ARC from Publication

I have a publication with associated datasets. We published this before we knew about ARCs. Now I want to create an ARC based on this publication and its datasets to include relevant data and analysis steps that were not included in the original publication. How do I do this?

In this use-case we collect recommendations and thoughts on creating an ARC based on a publication and associated published datasets. This is not the typical entry into an ARC, but rather retrospective. It might however help to build community-tailored showcases; i.e. showing what a project could look like as an ARC.

ARC setup

Create an ARC and name it e.g. “FirstAuthorLastName-PublicationYear”

Add a README.md file to the ARC, e.g. with the following content:

1
# Title of Publication
2

3
## Original Publication
4

5
<citation as provided by publisher or exported from bibliography manager; ideally in a standard format including the DOI>
6

7
## Abstract
8

9
<paper abstract>
10

11
## License
12

13
<license / copyright as provided by publisher>

Add original publication files into a folder (e.g. _publication) inside the ARC, e.g.
- The publication pdf
- Any supplemental files (as offered on the publication page)
- You can add a _publication/README.md with a table of links to the files
This is rather a helper step. In the end the supplemental files are usually a very aggregated and reshaped version of the original data stored in assays.
Add a LICENSE file to the ARC

This should be in line with the publisher’s license usually found on the journal website of the publication. We recommend to focus on open access / CC-BY publications and datasets, unless you explicitly know, whether and how to re-use the data published elsewhere.
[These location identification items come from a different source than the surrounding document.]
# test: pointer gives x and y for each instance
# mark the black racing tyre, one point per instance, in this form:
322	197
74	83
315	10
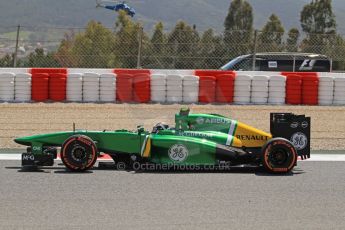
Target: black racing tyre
279	156
79	153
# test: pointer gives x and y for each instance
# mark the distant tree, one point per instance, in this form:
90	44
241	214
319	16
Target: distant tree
6	61
182	43
271	36
238	26
318	21
292	40
318	17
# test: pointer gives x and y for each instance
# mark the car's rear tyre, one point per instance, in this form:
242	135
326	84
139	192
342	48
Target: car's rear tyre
279	156
79	153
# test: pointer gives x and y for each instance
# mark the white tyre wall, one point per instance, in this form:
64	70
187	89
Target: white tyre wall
242	89
259	100
276	101
158	88
174	88
74	91
276	94
7	86
339	91
243	94
107	87
276	90
273	84
242	100
259	89
279	78
172	99
91	87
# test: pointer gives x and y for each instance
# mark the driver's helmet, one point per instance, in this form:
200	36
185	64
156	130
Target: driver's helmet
159	126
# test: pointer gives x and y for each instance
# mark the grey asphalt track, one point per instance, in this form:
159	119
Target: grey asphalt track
312	197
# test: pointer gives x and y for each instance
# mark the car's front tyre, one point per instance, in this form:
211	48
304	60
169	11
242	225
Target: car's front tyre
79	153
279	156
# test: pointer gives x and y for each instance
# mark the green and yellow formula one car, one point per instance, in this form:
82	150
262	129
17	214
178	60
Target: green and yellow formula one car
196	140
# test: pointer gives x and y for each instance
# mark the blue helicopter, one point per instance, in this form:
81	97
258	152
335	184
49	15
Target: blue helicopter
116	7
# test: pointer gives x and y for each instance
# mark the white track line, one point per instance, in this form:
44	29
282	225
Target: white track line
314	157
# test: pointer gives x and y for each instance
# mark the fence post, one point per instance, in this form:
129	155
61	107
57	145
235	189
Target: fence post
140	45
16	49
255	48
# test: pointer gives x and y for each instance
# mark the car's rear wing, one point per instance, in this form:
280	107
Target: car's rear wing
295	128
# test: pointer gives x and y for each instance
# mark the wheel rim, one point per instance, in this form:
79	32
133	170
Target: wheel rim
78	153
278	157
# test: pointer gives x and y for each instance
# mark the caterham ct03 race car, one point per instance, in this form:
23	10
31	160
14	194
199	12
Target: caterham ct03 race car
196	140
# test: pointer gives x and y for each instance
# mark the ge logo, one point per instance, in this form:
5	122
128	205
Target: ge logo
299	140
178	153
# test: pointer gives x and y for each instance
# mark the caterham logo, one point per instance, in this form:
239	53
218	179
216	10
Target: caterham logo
299	140
200	120
178	153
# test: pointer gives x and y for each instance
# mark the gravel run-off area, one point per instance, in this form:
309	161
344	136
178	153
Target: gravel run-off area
16	120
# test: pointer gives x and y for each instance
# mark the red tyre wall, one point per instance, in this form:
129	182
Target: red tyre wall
310	89
141	86
57	86
293	89
124	87
40	87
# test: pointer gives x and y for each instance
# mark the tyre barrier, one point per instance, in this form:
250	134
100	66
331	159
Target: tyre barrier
22	87
207	89
173	86
339	91
293	89
107	87
310	89
326	90
276	90
242	89
141	88
124	87
225	88
57	86
259	90
40	87
90	87
74	88
158	86
7	87
190	89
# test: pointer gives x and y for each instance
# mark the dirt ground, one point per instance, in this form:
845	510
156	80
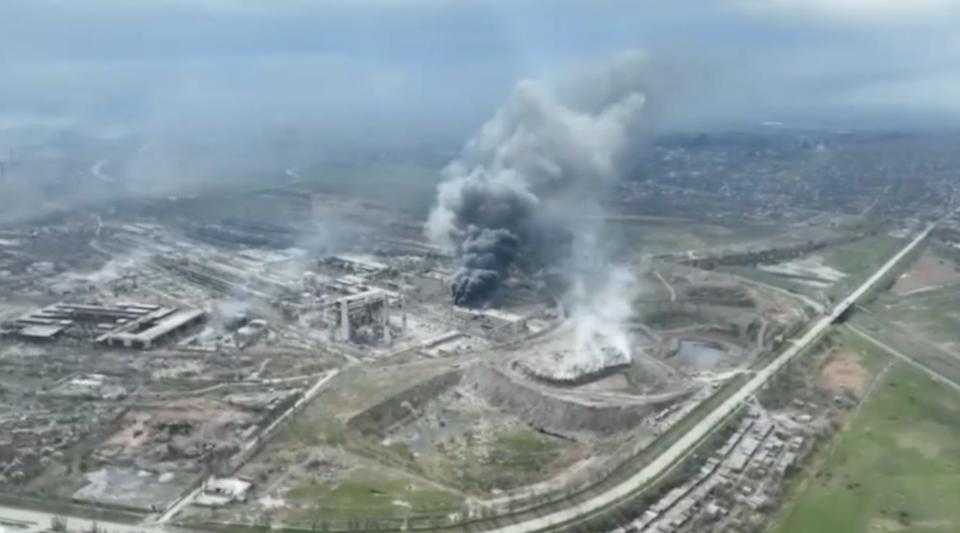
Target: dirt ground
843	372
930	270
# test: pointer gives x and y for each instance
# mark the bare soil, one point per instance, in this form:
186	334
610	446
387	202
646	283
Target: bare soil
929	271
843	372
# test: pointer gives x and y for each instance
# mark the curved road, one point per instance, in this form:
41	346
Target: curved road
689	440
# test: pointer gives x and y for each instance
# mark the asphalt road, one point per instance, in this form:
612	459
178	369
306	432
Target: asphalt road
687	442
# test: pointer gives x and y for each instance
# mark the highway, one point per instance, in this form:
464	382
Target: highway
38	520
688	441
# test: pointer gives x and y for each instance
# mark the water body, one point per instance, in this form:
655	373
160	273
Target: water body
700	354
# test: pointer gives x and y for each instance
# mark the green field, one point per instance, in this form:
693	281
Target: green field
657	235
860	258
367	494
897	467
407	187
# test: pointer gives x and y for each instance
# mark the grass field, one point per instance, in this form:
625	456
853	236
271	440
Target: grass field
408	187
859	258
653	235
367	494
897	467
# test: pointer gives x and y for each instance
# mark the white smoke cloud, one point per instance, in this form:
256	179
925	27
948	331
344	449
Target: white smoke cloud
601	310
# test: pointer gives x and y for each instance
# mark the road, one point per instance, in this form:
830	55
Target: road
29	521
688	441
38	520
247	451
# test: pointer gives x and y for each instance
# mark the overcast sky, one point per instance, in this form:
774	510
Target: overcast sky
436	68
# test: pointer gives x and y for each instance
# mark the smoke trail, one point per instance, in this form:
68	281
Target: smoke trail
510	193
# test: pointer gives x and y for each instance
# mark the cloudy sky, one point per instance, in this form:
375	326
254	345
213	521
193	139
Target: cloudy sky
436	68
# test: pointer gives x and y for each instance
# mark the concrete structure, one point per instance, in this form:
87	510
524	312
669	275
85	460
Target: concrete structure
127	324
371	309
220	491
698	432
144	333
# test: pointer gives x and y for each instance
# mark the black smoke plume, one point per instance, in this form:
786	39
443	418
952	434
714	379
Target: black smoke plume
516	188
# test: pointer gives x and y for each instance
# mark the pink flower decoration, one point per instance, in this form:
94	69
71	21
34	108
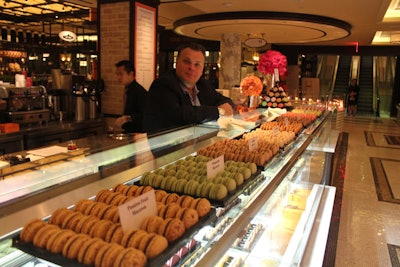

Translate the publication into the ARC’s Investigation

Add Title: the publication title
Add Description: the publication abstract
Add Public Release Data: the publication online date
Add Contacts: the authors in same order as on publication
- Add First Name, Last Name, Affiliation
- If possible, add Emails and ORCIDs
Add Publication
- DOI, Title, Authors, Status = Published

Separate the publication into studies and assays

In a publication most information is collated into a very aggregated state. In an ARC, we want to convert this into a more granular and modular structure. Hence, the major challenge is to identify how to decompose which sections and files above and how to best represent them in the ARC structure. This may require some iterations. As a starting point, try to reach a point where one assay covers one type of measurement and dataset and move “backwards” from there.

Preparation

For each publication bit, try to categorize it into the ARC components, e.g. as follows:

Publication ARC
Methods Study or assay protocol
Computational analysis (e.g. scripts) Assay protocol or Workflow
Results (e.g. Figures, Tables) Assay dataset or Run
Supplemental files Assay dataset

At this stage it might make sense to just write this out in a list before creating the respective components in the ARC.
Try to clearly separate different types of measurements and datasets and the methods leading to them.

Publication	ARC
Methods	Study or assay protocol
Computational analysis (e.g. scripts)	Assay protocol or Workflow
Results (e.g. Figures, Tables)	Assay dataset or Run
Supplemental files	Assay dataset

Result files

For every measurement or result, create one Assay
Add the respective files (e.g. result tables, result figures, supplemental files) to the Assay dataset folder
Add the respective protocol (e.g. methods, computational analysis) used to generate the associated dataset as an Assay protocol
Add an annotation table to every assay and reference the dataset files in an Output [Data] column.

Sample sets

Identify the sample sets leading to the Assay datasets. Which samples were measured in which assay?
For every sample set, create one Study and add an annotation table to list sample IDs for these samples.
Add the respective protocol (e.g. materials, methods) used to generate the associated sample set as a Study protocol
Link the respective Assay dataset files to the Study samples.
If there are multiple measurements that share the same sample set you can link multiple Assays to this Study.

Annotate data and samples

Reference the protocol file in the respective Study and Assay annotation table via Protocol Uri or Protocol REF columns.
Extract the major protocol information and add this as metadata to the annotation tables.

Additional recommendations

File names

Avoid spaces in file names. We recommend to use camelCase or PascalCase for file names
However, in order to keep track of links and data origin, it is recommended to keep the original name of data files, i.e. if a publisher or repository stores files with spaces.

Original Data

The publication may contain a section “data availability” or “data accession” or similar that references external links, e.g. large data files deposited to a public repository.

Try to find and transfer all info (sample accessions, IDs, metadata, links, etc.) into the ARC.